Minister for Culture is pushing for a more liberal approach
The Norwegian Minister for Culture, Thorhild Widvey (57) is pushing for a more liberal approach to live poker tournaments in the Scandinavian country, and has expressed the hope that the nation might host a Norwegian Poker Championship in 2015, according to a report in the publication Boerse-Express.
Norway has traditionally imposed tough restrictions and fines on those seeking to arrange live poker tourneys (see previous InfoPowa reports) and the minister's desire to open the market up a little more is a breath of fresh air.
It will be an incremental approach, starting with restrictions such as capped buy-ins and prize pool sizes, according to some observers, who believe that strong anti-gambling organisations will oppose the move, fearing that it may lead to further expansion.

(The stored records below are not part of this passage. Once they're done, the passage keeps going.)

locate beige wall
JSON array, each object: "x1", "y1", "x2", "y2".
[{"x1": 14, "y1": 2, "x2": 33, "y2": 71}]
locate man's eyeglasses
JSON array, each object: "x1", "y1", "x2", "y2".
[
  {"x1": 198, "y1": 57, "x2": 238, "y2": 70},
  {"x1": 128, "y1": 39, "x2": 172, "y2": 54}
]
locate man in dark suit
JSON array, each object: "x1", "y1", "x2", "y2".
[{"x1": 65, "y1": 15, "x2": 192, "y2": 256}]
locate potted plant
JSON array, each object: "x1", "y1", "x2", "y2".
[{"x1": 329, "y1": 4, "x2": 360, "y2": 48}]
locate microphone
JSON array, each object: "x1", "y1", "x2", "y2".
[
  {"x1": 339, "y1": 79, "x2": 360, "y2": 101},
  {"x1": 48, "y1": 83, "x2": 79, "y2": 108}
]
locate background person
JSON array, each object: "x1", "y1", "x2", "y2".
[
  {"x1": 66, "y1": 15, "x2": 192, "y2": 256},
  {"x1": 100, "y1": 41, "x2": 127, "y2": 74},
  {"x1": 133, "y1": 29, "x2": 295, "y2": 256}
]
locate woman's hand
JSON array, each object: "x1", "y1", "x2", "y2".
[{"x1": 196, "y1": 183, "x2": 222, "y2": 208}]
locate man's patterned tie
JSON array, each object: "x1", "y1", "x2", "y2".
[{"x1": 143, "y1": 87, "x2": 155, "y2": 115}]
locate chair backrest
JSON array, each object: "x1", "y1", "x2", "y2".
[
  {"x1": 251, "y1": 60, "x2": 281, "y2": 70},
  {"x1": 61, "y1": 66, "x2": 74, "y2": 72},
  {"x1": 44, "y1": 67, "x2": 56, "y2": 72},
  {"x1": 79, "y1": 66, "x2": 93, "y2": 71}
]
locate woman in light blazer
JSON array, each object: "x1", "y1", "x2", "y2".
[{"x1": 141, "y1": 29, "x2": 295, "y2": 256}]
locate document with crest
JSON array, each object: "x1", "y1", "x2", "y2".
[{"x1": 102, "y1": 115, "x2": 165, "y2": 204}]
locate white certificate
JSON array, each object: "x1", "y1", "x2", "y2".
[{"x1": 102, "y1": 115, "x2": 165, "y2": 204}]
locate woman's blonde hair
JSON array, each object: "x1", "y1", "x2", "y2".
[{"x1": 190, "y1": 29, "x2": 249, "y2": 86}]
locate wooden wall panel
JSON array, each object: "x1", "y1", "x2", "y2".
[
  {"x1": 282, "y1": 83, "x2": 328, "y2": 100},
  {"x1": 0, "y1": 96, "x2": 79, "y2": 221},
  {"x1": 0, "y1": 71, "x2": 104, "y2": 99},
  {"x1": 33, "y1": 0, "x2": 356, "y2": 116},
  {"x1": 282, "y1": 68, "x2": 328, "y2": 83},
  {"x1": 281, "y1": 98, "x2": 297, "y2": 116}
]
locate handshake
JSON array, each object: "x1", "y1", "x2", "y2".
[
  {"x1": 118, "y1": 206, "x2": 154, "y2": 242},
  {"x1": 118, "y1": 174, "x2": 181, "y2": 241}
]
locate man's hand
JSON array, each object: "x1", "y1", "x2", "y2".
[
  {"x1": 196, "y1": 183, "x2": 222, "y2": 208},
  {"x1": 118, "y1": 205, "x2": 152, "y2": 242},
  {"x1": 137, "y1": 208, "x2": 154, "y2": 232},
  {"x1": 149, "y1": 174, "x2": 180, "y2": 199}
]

Widvey's proposal is to allow paid permits for tournaments in licensed land-based gambling establishments. The Conservative Party minister has wide experience with moving bills through the legislative process; she has been involved in politics since 1989 and is a seasoned campaigner, having previously held the key portfolio of Petroleum and Energy in the Norwegian coalition government.
In this she will likely have support from the junior Progress Party in the ruling coalition, which has in the past expressed approval for a gambling licence model similar to that deployed in neighbouring Denmark.
Widvey has already asked Lotteritilsynet – Norway's gambling regulator – to draw up legislation by March 1 this year which will enable her liberalisation plan.
Another neighbour, Sweden, is reportedly reviewing its currently monopolistic approach to online gambling following pressure from the European Commission, which is insisting that the government justify a position which on the face of it is in conflict with EU principles.
In essence, the Commission has suggested two courses to the Swedes: justify the monopoly in terms of consumer protection and the national public interest (and that brings with it restraint on marketing, for example) or open the market through licensing and regulation.
The European Commission is becoming increasingly demanding on the issue of EU equality, and has opened infringement dossiers against Belgium, Cyprus, the Czech Republic, Lithuania, Poland and Romania.
This, along with the need for revenues, should add to the need to reconsider European national positions on internet gambling, something which numerous media reports indicate is already in progress in Portugal, the Netherlands, Ireland, Switzerland, Bosnia, Hungary, Romania, Lithuania and Sweden.